If we’re being honest, most of us would admit that we thought housing starts would have returned to 1.5 million units (our historic average) by the year 2011-2012… maybe 2013 at the latest. But unfortunately—even in the wake of some unprecedented economic growth and record setting DJIA performance since 2016—we still haven’t returned to that level, and we don’t think it will be realistically attainable before 2023 at the earliest.
Since the low point in 2009, we have seen the housing market begin to recover and lumber demand has increased with it. US consumers purchased just over 30 billion board feet (BBF) of lumber in 2009 and, while numbers are preliminary, we project that number will be roughly 49 BBF in 2018.
In the US South in particular, a strange thing happened as lumber demand disappeared almost overnight: While timberland owners waited for a recovery, trees grew larger and larger and southern sawmills—owing to their new-found efficiency—simply learned to do more with less tree volume.

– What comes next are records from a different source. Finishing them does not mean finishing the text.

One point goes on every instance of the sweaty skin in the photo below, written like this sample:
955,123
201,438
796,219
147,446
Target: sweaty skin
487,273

The net effect of this trend after 10 years? Southern forests have more trees that are larger in size, and sawtimber prices in the region are virtually unchanged since 2007. As a result, capital investment has been pouring into the US South for one primary reason: cheap log costs. In fact, southern logs are some of the cheapest on the global market when compared to other major forest economies. But unlike those other wood basins, southern timber comes with a number of added perks that most simply cannot compete with, including efficient supply chain components from forest to mill, well-developed transportation and infrastructure solutions, robust rural forest communities, deep, competitive labor pools and healthy manufacturer margins.

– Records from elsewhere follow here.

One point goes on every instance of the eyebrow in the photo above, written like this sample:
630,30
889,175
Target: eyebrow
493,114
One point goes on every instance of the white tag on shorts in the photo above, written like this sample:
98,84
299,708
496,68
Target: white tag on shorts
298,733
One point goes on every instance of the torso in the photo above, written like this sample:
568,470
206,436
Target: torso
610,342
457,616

There has also been minimal volatility in southern timber prices since the Great Recession; only Brazil offers lower delivered prices. Forest products companies that operate in the South can take advantage of some of the lowest operating costs in the world with almost zero price risk on their largest input cost.
There are signs that things are beginning to change, however. In 4Q2018, the price of sawtimber delivered to mills in the US South crept higher, as did stumpage prices.
Why Grow More Trees?
With a decade of flat performance in the South, why do landowners continue to grow trees? The reality is that returns are still good for timberland and timber revenue. Timberland owners have learned in this most recent cycle to keep expenses in check while making their acres more productive. In fact, since 2009, the weighted average price of all timber products sold continues to increase. But like housing starts, the rally has not been as swift or as significant as many had planned for, and the details in the data tell us more.
The largest driver of the price increase since 2009 has been pulpwood, as demand for this product continues to grow. Industrial wood pellets, containerboard and fluff pulp are very solid markets, and OSB has remained steady as housing slowly improves. It’s also interesting to note that the spread between pulpwood and CNS continues to shrink. In 2002, there was a $19/ton difference; that gap has now closed to $7.00/ton.
Southern landowners are getting better each year at increasing production and cash flow, and we will likely continue to see planting density increase and the rotation age shorten. On a Southwide basis, the days of mid-$40/ton stumpage for sawtimber and mid-$20/ton for CNS are likely gone for now. However, there are local pockets where current stumpage prices for large sawtimber are in the range of $40/ton. With world-class resources, low costs and the capabilities to manufacture and market a myriad of wood products, the US South will remain the land of forest products opportunities for the foreseeable future.